The Google File System

Posted on May 31, 2022 1 minute read ∼ Filed in : A paper note

Introduction

The paper presents file system interface design to support distributed applications, and also discusses many aspects of the design.

The files system cluster has been used in:

The GFS has good performance, scalability, reliability, and availability. And it is also designed based on the following points

Component failures are the norm. Such as failure caused by application bugs, operating system bugs, human errors, etc.
Files are huge by traditional standards. Multi-GB files are common.
Most are append-only data rather than overwriting existing data.
Co-design the application and file system API to increase flexibility. Eg.
- It relaxed GFS’ consistency model to simplify the file system without imposing a burden on the application.
- Introduce atomic append operation. Multiple clients can append concurrently without extra synchronization.
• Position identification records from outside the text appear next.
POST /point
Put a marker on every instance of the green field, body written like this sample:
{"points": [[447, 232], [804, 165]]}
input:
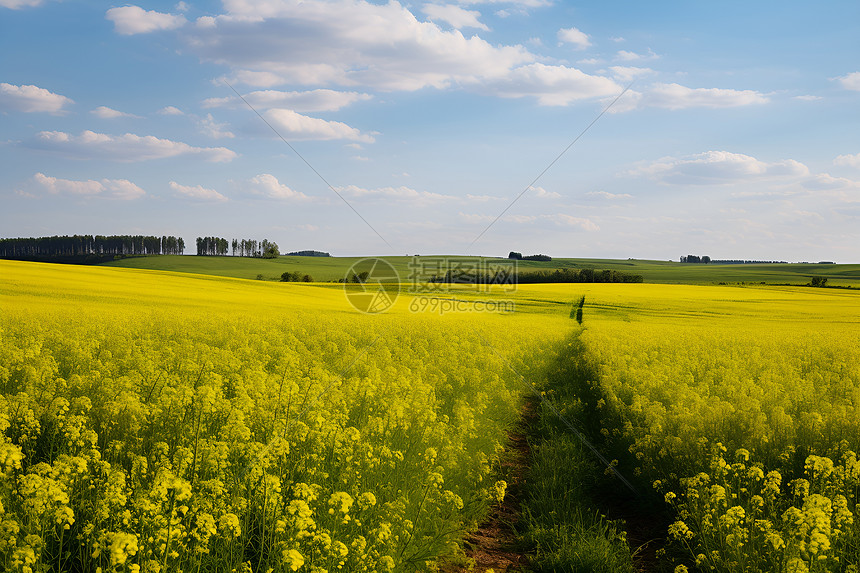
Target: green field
{"points": [[666, 272]]}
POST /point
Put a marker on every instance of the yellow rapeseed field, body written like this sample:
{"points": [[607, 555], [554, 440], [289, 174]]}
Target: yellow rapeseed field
{"points": [[742, 407], [162, 422]]}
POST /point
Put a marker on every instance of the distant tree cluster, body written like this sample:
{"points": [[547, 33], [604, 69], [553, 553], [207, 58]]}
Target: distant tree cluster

The system is built on inexpensive machines which often fail.
Should store a modest number of large files, A few million files with 100 MB.
Supports workloads include
- Large streaming reads: Each request reads hundreds of KBs
- Small random reads: Few KBs at the arbitrary offset.
The system only focuses on sequential writes. While small writing is less efficient.
The system must efficiently support multiple clients concurrently append to the same file.
High sustained bandwidth is more important than low latency. Most applications require processing data in bulk at a high rate. And they don’t require a fast response time.

Supports create, delete, open, close, read, and write operations.

Also has snapshot, and record appends operations.